An industrial symbiosis is being created by the desire of companies to increase their resource efficiency and reduce costs generated by waste. The value of materials increases when they are kept in the cycle. This industrial symbiosis also increases the value of business operations, which results in saving both the environment and resources. By increases the benefits to business operations, new forms of business are also being developed while reducing the amount of waste being generated by manufacturing activities.
The idea behind industrial symbiosis is to stimulate increased cooperation between companies based on the utilisation of waste from one company as a productive resource by another company. Cooperating companies benefit from each other’s side streams, facilities and expertise. Compared to the traditional operating model for industry, industrial symbiosis increases the added value of products by saving natural resources and reducing the amount of waste by reusing it in production. In addition, the primary producer benefits from getting rid of waste while getting back some of its own raw materials for reuse.
Utilising industrial side flows
“In the circular economy, industrial side flows can be utilised in many cases as a productive resource. Utilising side flows reduces negative environmental impacts and creates new business. The challenges are to find ways to utilise side flows and the practical implementation of related processes. Primary producers benefit when their side flows are utilised. Disposing of waste is expensive for producers and therefore usually a burden,” Kenneth Ekman explains.
The importance of utilising side flows will increase as the availability of resources diminishes. The resources used to manufacture products create byproducts that can be reutilised in production. Within the chemical industry, the two most common ways of applying the circular economy are utilising side flows and recycling molecules.
In order to successfully manage side flows, it is important to find the most appropriate side flow and then contact the producer of this side flow. Utilising side flows also requires precise plans for how and where to use them. A use must be found for the end product in order to make its utilisation as effective as possible. In addition, the product must have technical documentation and comply with REACH regulations. Every stage of the process must also take into account legal requirements.

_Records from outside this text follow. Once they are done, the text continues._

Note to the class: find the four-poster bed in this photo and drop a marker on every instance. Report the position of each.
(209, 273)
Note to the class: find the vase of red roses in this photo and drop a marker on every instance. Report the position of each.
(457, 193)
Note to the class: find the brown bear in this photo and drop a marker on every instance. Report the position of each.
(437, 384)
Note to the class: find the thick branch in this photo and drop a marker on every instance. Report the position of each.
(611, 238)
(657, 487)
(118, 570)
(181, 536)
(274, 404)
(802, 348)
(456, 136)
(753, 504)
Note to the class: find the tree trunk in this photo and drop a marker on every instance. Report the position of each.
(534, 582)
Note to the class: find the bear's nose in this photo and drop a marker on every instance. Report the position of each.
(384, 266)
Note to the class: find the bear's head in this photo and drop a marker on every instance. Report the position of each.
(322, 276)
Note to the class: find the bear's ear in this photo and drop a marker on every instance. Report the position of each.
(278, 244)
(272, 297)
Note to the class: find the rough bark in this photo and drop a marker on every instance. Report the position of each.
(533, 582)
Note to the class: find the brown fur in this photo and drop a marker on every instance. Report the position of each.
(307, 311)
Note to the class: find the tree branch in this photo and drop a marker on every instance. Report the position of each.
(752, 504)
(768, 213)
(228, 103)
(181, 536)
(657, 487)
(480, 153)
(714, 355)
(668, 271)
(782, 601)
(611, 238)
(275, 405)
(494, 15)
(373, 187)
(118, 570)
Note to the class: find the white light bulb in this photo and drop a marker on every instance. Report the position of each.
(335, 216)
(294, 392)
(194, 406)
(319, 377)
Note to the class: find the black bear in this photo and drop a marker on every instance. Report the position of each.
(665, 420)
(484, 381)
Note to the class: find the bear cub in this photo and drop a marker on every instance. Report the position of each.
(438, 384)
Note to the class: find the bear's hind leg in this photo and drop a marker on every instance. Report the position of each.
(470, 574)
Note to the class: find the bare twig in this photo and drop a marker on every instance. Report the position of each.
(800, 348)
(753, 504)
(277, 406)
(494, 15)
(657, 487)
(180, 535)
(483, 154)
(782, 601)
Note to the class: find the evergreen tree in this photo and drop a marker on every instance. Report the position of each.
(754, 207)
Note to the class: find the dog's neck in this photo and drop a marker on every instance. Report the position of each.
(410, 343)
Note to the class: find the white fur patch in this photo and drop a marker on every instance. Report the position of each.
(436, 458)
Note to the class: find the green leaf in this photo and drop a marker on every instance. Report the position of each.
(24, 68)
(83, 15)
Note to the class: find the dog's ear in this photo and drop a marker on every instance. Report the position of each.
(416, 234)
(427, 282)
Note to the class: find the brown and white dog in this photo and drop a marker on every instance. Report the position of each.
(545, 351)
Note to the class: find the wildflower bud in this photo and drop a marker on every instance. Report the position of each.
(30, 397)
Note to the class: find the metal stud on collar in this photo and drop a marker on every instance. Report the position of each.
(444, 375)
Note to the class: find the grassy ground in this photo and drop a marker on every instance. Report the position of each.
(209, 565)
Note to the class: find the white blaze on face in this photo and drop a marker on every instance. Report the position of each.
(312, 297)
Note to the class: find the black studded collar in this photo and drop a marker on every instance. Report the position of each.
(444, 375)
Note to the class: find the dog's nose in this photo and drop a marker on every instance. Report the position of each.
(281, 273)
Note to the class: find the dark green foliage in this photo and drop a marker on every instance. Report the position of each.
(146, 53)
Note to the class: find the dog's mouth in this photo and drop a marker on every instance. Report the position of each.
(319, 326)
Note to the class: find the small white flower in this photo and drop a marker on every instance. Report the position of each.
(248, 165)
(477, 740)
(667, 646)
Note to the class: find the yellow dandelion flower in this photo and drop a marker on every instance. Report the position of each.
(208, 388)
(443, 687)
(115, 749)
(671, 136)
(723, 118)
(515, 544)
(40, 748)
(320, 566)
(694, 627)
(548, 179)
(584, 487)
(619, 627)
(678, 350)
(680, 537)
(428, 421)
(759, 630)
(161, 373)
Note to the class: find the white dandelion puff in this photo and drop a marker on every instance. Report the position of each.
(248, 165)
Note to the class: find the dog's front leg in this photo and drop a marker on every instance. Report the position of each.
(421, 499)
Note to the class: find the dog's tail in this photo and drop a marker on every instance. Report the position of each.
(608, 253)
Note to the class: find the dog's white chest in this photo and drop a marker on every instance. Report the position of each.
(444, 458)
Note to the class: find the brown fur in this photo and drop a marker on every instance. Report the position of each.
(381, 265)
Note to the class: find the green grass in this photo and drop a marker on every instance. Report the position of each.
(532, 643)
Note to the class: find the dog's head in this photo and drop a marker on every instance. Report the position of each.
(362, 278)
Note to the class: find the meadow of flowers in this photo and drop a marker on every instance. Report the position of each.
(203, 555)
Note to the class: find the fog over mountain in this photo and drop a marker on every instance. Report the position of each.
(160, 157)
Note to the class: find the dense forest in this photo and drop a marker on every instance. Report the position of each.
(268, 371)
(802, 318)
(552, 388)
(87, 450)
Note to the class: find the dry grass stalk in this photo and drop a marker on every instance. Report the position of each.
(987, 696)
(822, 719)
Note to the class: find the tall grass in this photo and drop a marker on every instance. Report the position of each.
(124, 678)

Algol Chemicals is participating in a major Finnish circular economy project together with CrisolteQ Oy, a recycling specialist within the chemical industry. In this project, metal regeneration precipitate that is produced as a byproduct in the manufacture of stainless steel is being processed into recycled products. Participating in this project means not only developing new business for Algol Chemicals, but also carrying responsibility for sustainable development. Algol Chemicals believes that demand for products that are resource-efficiently manufactured will continue to grow and is therefore keen to help commercialise CrisolteQ’s new products.